We have a hive warehouse, and wanted to use spark for various tasks (mainly classification). At times write the results back as a hive table. For example, we wrote the following python function to find the total sum of original_table column two, grouped by original_table column one. The function works, but we are worried that it is inefficient, particularly the maps to convert to key-value pairs, and dictionary versions. Functions combiner, mergeValue, mergeCombiner are defined elsewhere, but work fine.

from pyspark import HiveContext

rdd = HiveContext(sc).sql('from original_table select *')

#convert to key-value pairs
key_value_rdd = rdd.map(lambda x: (x[0], int(x[1])))

#create rdd where rows are (key, (sum, count)
combined = key_value_rdd.combineByKey(combiner, mergeValue, mergeCombiner)

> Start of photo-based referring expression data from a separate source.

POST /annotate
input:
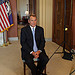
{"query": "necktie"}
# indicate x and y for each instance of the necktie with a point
(34, 46)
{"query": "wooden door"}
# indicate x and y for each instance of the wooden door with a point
(58, 23)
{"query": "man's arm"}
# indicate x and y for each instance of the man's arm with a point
(42, 41)
(23, 41)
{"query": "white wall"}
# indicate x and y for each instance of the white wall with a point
(22, 7)
(44, 15)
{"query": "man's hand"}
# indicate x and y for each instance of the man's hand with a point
(37, 53)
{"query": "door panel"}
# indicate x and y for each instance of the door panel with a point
(58, 27)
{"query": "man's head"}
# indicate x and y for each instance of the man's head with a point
(32, 20)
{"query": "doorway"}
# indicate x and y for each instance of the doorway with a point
(58, 23)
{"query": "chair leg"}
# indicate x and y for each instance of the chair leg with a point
(45, 70)
(24, 68)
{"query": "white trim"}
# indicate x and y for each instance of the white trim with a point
(13, 38)
(48, 39)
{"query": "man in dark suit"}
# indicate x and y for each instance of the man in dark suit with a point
(33, 43)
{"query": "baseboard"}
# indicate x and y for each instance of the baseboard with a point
(48, 39)
(13, 38)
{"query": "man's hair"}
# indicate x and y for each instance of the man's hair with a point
(32, 15)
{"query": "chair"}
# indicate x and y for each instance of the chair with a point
(35, 60)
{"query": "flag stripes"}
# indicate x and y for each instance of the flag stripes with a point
(5, 24)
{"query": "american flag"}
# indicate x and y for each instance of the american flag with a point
(4, 17)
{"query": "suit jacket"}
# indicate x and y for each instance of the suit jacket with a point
(26, 39)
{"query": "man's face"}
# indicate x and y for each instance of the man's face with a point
(32, 21)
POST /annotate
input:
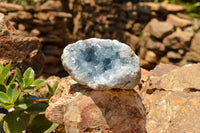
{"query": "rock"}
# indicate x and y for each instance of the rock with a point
(156, 46)
(151, 57)
(44, 91)
(192, 56)
(173, 55)
(172, 103)
(161, 7)
(23, 51)
(160, 29)
(24, 15)
(178, 40)
(82, 110)
(102, 64)
(179, 79)
(178, 22)
(127, 38)
(171, 8)
(195, 45)
(51, 59)
(11, 7)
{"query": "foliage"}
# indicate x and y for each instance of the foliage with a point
(25, 113)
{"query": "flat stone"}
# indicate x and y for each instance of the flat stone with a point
(82, 110)
(102, 64)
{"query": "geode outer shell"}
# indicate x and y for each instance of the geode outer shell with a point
(102, 64)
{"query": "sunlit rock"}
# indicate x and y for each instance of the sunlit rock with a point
(102, 64)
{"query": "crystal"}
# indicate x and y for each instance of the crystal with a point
(102, 64)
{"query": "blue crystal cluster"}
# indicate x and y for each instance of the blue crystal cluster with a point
(102, 64)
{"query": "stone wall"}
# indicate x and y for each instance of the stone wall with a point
(157, 32)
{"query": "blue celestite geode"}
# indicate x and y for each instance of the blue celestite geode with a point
(102, 64)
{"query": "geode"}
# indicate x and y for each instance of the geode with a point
(102, 64)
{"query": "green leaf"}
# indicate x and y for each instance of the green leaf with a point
(13, 123)
(37, 108)
(2, 77)
(12, 80)
(10, 106)
(6, 69)
(34, 98)
(4, 98)
(19, 76)
(28, 89)
(52, 89)
(22, 103)
(38, 83)
(45, 126)
(2, 88)
(12, 91)
(1, 127)
(28, 81)
(1, 116)
(1, 67)
(29, 73)
(16, 96)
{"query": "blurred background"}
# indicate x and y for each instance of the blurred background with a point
(159, 31)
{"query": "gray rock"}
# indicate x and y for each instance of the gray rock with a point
(102, 64)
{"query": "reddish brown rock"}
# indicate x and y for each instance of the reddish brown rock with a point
(82, 110)
(195, 45)
(11, 7)
(192, 56)
(155, 45)
(174, 55)
(178, 22)
(160, 29)
(23, 51)
(151, 57)
(172, 99)
(178, 40)
(180, 79)
(161, 7)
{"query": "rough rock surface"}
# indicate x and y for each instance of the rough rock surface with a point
(195, 45)
(23, 51)
(178, 22)
(160, 29)
(172, 99)
(102, 64)
(178, 40)
(83, 110)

# creates rdd with dictionary values in order to create schemardd
dict_rdd = combined.map(lambda x: {'k1': x[0], 'v1': x[1][0], 'v2': x[1][1]})

# infer the schema
schema_rdd = HiveContext(sc).inferSchema(dict_rdd)

# save
schema_rdd.saveAsTable('new_table_name')

Are there more efficient ways of doing the same thing?

Best Solution

...perhaps this was not possible when the question was written, but doesn't it make sense now (post 1.3) to use the createDataFrame() call?

After getting your first RDD, it looks like you could make the call, then run a simple SQL statement against the structure to get the whole job done in one pass. (Sum and Grouping) Plus, the DataFrame structure can infer schema directly upon creation if I'm reading the API doc correctly.

(http://spark.apache.org/docs/1.3.1/api/python/pyspark.sql.html#pyspark.sql.HiveContext)